When not making and publishing AAA video games for PC and consoles and financing movie adaptations of its popular IPs, Ubisoft is also trying their hand in the mobile games business. While the company already released some Play Store hits such as Rayman Jungle Run, Rayman Fiesta Run, and Assassin's Creed Pirates, its presence in this branch of the gaming industry could still improve as mobile games are pretty much the safest possible bet for a large video game company. They don't cost a lot to develop in comparison to console titles and can potentially significantly outperform them both in terms of install base and pure profits.
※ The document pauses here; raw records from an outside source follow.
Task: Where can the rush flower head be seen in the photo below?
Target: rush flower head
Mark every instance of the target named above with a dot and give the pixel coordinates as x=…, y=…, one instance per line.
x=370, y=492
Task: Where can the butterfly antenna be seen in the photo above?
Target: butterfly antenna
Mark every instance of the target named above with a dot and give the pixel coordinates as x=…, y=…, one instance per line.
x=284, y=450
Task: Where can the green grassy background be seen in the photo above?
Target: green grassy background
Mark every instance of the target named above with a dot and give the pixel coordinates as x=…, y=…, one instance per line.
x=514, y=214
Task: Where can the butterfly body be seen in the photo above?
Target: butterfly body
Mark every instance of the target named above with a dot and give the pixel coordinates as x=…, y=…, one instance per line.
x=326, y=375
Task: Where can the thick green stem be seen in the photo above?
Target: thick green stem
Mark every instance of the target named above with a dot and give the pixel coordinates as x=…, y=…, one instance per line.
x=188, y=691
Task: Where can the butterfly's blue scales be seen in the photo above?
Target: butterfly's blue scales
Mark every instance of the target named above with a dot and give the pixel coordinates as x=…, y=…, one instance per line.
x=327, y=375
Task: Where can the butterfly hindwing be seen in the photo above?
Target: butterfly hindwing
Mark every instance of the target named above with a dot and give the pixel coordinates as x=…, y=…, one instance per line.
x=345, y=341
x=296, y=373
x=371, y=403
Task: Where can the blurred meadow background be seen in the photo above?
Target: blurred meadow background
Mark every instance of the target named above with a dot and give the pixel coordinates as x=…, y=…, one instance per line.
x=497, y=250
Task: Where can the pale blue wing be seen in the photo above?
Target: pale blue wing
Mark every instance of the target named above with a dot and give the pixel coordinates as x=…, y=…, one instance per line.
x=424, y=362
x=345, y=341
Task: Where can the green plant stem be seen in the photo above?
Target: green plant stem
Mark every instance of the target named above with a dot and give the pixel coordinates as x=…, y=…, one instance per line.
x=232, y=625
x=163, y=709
That's why any game publisher worth its salt is constantly investing in the mobile market today and Ubisoft is no different. Today, the company announced its upcoming acquisition of Ketchapp, a Parisian mobile game developer responsible for titles like 2048, Run Bird Run, The Pitt, and ZigZag. The purchase will be official as of January 1st and as things stand right now, Ubisoft won't be interfering with the studio's design process a lot. Namely, according to what the company's mobile head Jean-Michel Detoc said while announcing the acquisition, Ubisoft is much more excited about Ketchapp's platform for cross-promotion of apps which advertises new apps inside other apps in order to quickly get them off the ground and grow their install numbers. While not revolutionary, this particular system is currently responsible for over 20 million app downloads each month so it's no wonder Ubisoft wants to get in on the action. As for how much that luxury cost the firm, the exact sum for which Ketchapp was acquired was undisclosed.
In any case, it's to be expected that Ubisoft will be publishing a lot more free-to-play mobile games once the purchase of Ketchapp goes through next year. This is a significant step for the company which has so far mostly published premium mobile titles though there's no reason to believe that this acquisition will put a stop to that. On the contrary, Ubisoft's portfolio will likely be more diverse than ever come January as the publisher is continuing its search for new revenue streams while maintaining all of the old ones.